Monday 7 January 2019

Eucalyptus

I haven't read that novel of Murray Bail's: should I? Is it good? Or perhaps that question should instead be, Will I like it, since I like plenty of things that are not good and I don't like even more things that are, and liking things is extremely important to me right now.

I did like Holden's Performance which is the only novel of Bail's that I have read. What I would really be interested in reading again is a short story of his which I don't know the name of but I came across in a number of the magazine called Australian Short Stories, when I was about twelve or thirteen, so mid-eighties. It was about a family freaking out, in diverse ways, on November 11, 1975, and I read it and reread it. I think, with hindsight, it might have been a sort of pastiche / send-up of the earnest aspects of the Don's Party genre of Australian storytelling. There was a lot in it that I didn't understand and still don't - a string of references to Sal Mineo - and some things that I understood with a sense of receiving also a flash of broader illumination: one man tells another a joke about Margaret Whitlam saying to Gough, Oh Gough, Do it to me like you're doing it to the country, only slower. I've often thought about that story and oh dear, having written all this down now I can see I shall have to look up the Austlit database tomorrow, work out what the story is, track it down and read it, and then somehow manage to stagger on with my life under the burden of the inevitable disappointment, sense of waste etc.

Also this is a really interesting portrait of Bail in the National Portrait Gallery. It's by Fred Williams. I didn't know he'd painted people.

What I really intended to say was that I bought a bottle of eucalyptus oil in the supermarket a month ago or thereabouts and when I finish washing the dishes after dinner I put a few drops into the water, and wash down the kitchen sink, cooktop and benches with hot, soapy, eucalyptusised water. Eucalyptus oil is toxic so I'm careful to only use a little, to dilute it a great deal and to keep it away from food and cooking and eating utensils. It smells so good and the smooth unpainted oak bench feels perfectly clean afterwards.

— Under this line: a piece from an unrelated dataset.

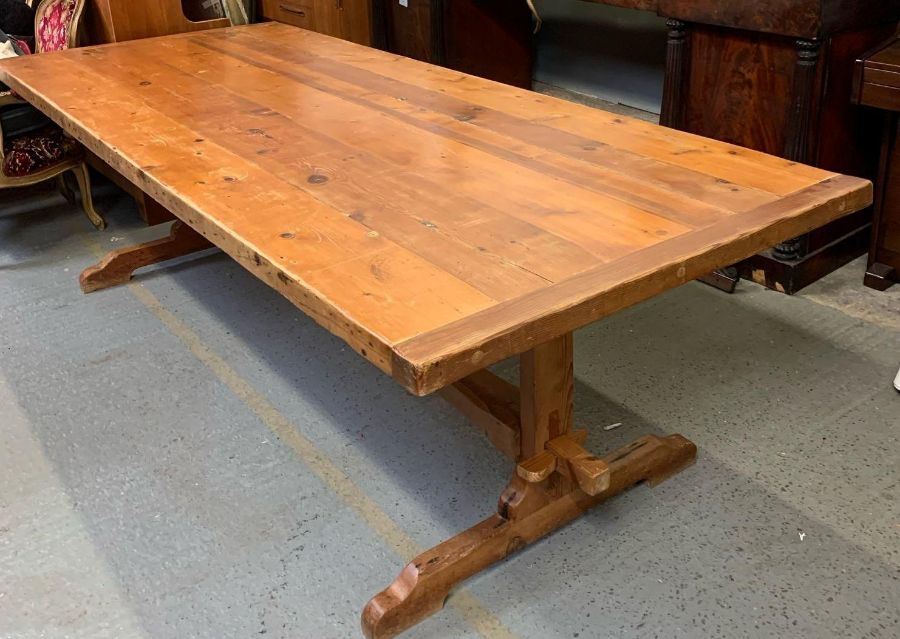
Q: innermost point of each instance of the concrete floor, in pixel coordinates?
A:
(189, 456)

What it somewhat surprisingly does not smell very much like is the in situ smell of a hot gum tree, or a hillside full of them. Since 2009 I associate the smell of very hot trees with overwhelming and extreme danger, and smoke and ash.

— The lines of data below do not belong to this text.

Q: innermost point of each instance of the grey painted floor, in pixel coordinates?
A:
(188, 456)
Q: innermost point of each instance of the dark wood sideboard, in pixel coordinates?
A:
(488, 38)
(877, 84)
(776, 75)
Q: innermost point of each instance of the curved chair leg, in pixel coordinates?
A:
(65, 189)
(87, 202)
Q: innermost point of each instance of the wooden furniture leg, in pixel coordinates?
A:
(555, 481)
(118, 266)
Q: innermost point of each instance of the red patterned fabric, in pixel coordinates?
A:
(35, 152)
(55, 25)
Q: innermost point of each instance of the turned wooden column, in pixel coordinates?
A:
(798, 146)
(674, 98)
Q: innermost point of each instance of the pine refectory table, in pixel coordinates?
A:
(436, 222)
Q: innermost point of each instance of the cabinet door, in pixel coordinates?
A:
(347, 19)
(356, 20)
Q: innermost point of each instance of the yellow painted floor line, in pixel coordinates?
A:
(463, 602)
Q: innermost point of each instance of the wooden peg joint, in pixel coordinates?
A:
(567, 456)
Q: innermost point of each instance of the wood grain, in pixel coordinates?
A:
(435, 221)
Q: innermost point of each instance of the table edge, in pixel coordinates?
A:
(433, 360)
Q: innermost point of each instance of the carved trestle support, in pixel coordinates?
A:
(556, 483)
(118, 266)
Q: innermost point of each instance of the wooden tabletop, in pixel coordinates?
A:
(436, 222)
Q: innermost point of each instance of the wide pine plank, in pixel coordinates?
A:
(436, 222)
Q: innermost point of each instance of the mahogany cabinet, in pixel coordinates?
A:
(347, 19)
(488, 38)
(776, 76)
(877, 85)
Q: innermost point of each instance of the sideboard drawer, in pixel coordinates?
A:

Yesterday I washed all of the washable woolen garments I own, in castile soap and eucalyptus oil, and they dried on the line all night and day, and now they're hanging in the wardrobe, soft and blank and clean.  The man to whom I lost my virginity talked at length about how my clothes smelled of sunlight from being dried on the washing line. There was a tall and skinny tree beside the Humanities building at La Trobe which produced the longest gum leaves I've ever seen. People used to use them as bookmarks. The tree's gone now, in the place where it used to grow, the university put instead a big building for taking money off international students.

3 comments:

Julie said...

I didn't like Eucalyptus (the novel, not the benchwash or bookmark or overwhelming scent of danger). It felt cheap, a pretentious set up for a shaggy dog story.

lucy tartan said...

Right. I won't waste my time then.

ernmalleyscat said...

I liked some of Eucalyptus as I like trees and knowing what species they are and the relationships within families and genera, though eucalypts aren't my favourite. I found the characters frustrating but the story was compelling as it is about completeness and made me want to finish.
I gave a copy to a friend who had planted lots of trees and she had similar reactions to mine. Months later, though I didn't realise at the time, we found ourselves sort of re-enacting some of the events and I'm not sure if it was all subconscious.